LE MONDE NOIR ET \" H A Ï T I \"
À L’ÉPREUVE
DE L’UNIVERSALISME OCCIDENTAL

« La couleur ne peut se comprendre qu’en relation avec le sujet qui la perçoit », écrit un physicien bien connu à Montréal et ailleurs dans le monde, monsieur Pierre Demers, dans la préface du site Web \" Contact Canada-Haïti \";(voir \"BILL A RI ET VOICI LA LUMIÈRE, http://www.contact-canadahaiti.ca\"). Il confirme clairement la pertinence de notre présent sujet. Nous avons, en effet, cru utile de nous pencher d’abord sur l’attitude civilisationnelle (politico-religieuse) de l’Occident face aux Noirs, avant de déceler les carences de la Science actuelle — à prédominance occidentale — dans sa perception de l’univers noir.

L’attitude politique de l’Occident vis-à-vis des Noirs est, sans conteste, conditionnée depuis de nombreux siècles par la relation perverse dominant — dominé, maître — esclave, exploiteur — exploité. Et, afin de normaliser sa politique d’asservissement économique des Noirs, nous constatons que la civilisation judéo-chrétienne est allée même jusqu’à utiliser le christianisme pour légitimer ce qu’il est convenu d’appeler aujourd’hui des « crimes contre l’humanité », tel le système \"d’esclavagisme raciste\" propre à l’Occident. État de choses qui fut, il est vrai, facilité par le fait que cette religion monothéiste, originellement universaliste, avait très tôt limité ses vastes horizons universels aux seuls contours de l’Occident, tandis que les autres peuples, qu’elle croit avoir attirés vers elle, semblent être là malgré eux.
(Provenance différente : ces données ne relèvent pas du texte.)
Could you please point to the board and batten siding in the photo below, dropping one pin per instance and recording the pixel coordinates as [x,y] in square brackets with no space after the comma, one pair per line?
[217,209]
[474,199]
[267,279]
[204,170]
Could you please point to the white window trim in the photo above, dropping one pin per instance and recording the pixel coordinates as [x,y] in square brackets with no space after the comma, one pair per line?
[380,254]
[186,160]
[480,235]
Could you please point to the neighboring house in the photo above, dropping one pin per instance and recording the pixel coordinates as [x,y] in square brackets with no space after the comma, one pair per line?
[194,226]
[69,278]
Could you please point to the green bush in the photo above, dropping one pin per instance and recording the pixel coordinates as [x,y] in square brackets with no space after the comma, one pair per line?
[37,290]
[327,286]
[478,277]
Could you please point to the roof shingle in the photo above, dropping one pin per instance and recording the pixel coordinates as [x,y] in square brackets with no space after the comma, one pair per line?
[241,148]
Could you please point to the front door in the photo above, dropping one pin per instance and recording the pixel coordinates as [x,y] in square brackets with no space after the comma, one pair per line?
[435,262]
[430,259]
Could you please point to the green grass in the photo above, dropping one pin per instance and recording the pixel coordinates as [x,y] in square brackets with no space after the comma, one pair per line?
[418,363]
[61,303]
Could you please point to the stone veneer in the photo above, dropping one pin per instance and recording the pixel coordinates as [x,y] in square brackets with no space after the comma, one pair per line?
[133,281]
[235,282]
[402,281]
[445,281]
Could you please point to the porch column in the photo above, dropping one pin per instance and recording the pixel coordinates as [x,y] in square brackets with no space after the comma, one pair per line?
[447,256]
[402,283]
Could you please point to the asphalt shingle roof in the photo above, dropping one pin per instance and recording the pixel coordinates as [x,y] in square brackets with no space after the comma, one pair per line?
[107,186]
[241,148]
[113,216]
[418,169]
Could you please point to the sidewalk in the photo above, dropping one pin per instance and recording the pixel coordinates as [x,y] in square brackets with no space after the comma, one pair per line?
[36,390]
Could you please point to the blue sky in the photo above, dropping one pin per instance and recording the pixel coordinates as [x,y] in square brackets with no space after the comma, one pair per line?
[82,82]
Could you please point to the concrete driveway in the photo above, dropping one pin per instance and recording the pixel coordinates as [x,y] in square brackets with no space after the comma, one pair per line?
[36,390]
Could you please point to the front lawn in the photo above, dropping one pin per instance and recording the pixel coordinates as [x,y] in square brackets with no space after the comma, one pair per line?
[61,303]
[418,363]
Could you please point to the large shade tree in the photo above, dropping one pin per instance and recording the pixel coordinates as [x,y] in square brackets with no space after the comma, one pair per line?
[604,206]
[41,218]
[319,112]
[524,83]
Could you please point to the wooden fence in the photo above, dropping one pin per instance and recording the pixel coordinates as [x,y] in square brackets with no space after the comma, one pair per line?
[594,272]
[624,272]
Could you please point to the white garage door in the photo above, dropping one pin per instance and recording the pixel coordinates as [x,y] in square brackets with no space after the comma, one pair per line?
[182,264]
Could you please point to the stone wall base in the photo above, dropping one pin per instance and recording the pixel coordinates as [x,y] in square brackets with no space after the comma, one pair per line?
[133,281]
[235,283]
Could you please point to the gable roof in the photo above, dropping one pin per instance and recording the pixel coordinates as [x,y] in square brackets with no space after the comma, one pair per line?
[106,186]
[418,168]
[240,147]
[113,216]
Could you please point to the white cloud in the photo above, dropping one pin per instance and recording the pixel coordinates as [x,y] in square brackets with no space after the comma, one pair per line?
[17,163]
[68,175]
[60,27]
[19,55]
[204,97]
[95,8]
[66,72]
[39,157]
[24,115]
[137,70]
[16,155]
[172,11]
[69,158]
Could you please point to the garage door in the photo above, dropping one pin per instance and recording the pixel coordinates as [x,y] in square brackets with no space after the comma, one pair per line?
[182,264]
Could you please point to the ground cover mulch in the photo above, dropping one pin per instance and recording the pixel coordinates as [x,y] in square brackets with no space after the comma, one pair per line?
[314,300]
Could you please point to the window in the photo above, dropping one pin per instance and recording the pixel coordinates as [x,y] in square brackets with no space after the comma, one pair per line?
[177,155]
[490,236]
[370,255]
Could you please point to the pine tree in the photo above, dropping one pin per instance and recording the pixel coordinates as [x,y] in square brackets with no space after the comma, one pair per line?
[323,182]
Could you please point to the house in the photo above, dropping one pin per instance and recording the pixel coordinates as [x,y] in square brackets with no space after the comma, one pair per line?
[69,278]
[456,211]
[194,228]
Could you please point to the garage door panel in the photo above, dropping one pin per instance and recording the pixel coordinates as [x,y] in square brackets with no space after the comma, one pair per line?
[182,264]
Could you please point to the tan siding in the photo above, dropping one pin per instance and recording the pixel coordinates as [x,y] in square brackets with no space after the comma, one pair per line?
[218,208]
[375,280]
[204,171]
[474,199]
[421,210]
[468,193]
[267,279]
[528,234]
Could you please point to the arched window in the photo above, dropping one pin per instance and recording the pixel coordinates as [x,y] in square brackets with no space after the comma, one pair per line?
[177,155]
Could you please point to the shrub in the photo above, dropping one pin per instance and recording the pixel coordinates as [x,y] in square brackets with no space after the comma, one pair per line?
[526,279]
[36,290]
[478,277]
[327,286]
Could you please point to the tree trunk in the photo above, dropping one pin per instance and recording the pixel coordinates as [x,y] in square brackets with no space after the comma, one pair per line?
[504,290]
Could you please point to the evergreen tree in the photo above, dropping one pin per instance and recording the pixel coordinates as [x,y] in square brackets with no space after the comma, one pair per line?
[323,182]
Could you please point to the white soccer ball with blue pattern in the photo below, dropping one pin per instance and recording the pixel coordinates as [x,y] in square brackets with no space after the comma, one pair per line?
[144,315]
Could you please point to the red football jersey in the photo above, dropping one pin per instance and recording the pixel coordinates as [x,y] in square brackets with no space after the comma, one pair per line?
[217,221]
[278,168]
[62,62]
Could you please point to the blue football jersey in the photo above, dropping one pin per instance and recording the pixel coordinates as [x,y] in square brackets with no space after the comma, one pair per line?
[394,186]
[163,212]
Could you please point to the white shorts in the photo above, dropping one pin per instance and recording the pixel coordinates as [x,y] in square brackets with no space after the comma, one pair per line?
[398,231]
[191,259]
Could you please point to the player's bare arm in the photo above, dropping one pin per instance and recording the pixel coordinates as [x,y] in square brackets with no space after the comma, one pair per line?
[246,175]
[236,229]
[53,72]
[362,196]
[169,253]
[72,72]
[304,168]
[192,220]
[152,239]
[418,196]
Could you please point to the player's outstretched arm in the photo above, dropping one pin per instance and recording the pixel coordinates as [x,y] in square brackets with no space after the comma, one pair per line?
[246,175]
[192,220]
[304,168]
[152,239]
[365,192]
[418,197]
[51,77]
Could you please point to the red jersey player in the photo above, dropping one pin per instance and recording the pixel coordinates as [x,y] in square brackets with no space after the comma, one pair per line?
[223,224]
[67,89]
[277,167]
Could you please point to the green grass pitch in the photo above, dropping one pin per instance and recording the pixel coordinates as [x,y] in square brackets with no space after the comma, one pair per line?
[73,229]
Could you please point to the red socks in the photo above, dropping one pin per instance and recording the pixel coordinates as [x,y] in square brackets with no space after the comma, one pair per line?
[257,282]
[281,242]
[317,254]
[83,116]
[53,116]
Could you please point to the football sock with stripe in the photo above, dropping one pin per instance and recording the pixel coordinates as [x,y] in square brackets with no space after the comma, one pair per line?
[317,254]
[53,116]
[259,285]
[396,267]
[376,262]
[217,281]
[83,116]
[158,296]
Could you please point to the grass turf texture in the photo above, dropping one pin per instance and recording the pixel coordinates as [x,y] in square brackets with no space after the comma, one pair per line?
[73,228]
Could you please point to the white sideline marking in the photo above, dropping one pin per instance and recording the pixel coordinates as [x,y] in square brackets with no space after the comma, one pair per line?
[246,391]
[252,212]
D’aucuns pourraient se demander si un tel abandon par l’Occident de l’universalisme du christianisme n’explique-t-il pas déjà cette incapacité de la civilisation judéo-chrétienne à se doter d’une attitude universaliste, non seulement au niveau politique, mais aussi dans le domaine de la Science.

En effet, la Science actuelle, dominée depuis quelques siècles par l’Occident, peut difficilement prétendre à l’universalisme, profondément entachée qu’elle est par le « sujet occidental » qui la perçoit ; lequel sujet a, nous le savons, perdu toute dimension authentiquement universaliste. N’a-t-il pas, en usant et abusant de la Bible, tenté de prouver la supériorité du Blanc occidental sur le Noir et sur les autres « peuples de couleur », limitant là aussi les vastes horizons universalistes de la Science aux seuls contours de l’Occident ? De fait, tout semble indiquer que la Science n’est plus universelle ; elle est
« occidentale », avec toutes les conséquences que cela implique pour l’humanité et plus spécialement pour le Monde noir.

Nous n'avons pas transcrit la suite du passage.